No matter how hard we try to explain the narrowness of our specializations, they just frown at the deviations in our numbers. No matter how much we argue that our work is aesthetic and indeterminate, they expect evaluation to operate according to definitive measures. It gets frustrating.
But that's how I am practicing deconstruction here, by identifying the presupposition that grounds "assessment as excellence." Those grounds are that aesthetic disciplines can be quantitatively measured. Elements of these disciplines can be--but ultimately I believe we teach processes of engagement more than we teach products of knowledge. I might be in the minority on such a position, but I don't think so. Note--there's nothing wrong with assessment, nor could a University likely operate without it, but there's assessment as operation and then assessment as meta-narrative. There is no absolute, determinate line between the former and the latter. To honor such indeterminacy, we need to keep attending to where that line might be (keep it in language so that it keeps moving in the fore ground, so that we are aware of its stake as a grund).
Such deconstruction (as challenge) does risk defacing my commitment to Levinas's ethics--but I challenge the other in this case out of defense for an other other (a neighbor), my students. My primary commitment is in providing them the best education possible, and I believe the best education is one that responds (holds itself responsible) to the students--providing them the most paths, the most freedom to develop. I don't think the emphasis on standardized outcomes does this. In fact, I think it is a violent reduction of pedagogical possibilities. That's why, as I concluded in my previous post, I am willing to fight. But I also try to keep my argument as open to the other as possible--recognizing the legitimacy of their mission, recognizing that it might be quite applicable for others, recognizing that I cannot with assurance dismiss their claims. I am willing to discuss. As I describe Levinas--I am trying to create a mood, a disposition, out of which a positive exchange could take place.

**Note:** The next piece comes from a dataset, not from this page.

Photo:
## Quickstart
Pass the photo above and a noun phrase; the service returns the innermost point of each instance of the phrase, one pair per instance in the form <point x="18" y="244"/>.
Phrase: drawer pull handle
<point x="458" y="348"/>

On another note, I'm looking forward to picking up Nussbaum's book, Not-for-Profit as the reviews I've read (from a variety of perspectives) seem to be quite positive. I think they will support my preference for skills based conception of the humanities. I quibbled with Nussbaum's conception of "world citizens" as a grad student, since it seems to replicate a homogenizing cosmopolitanism and re-centers the human in first position (I would prefer instead "citizens of the world," which holds out for the possibility that the world is larger than the people on it). Regardless, I believe Nussbaum's Socratic/deconstructive interrogation of the Humanities early 21st century travails will attract attention. And these days, attention is everything, right?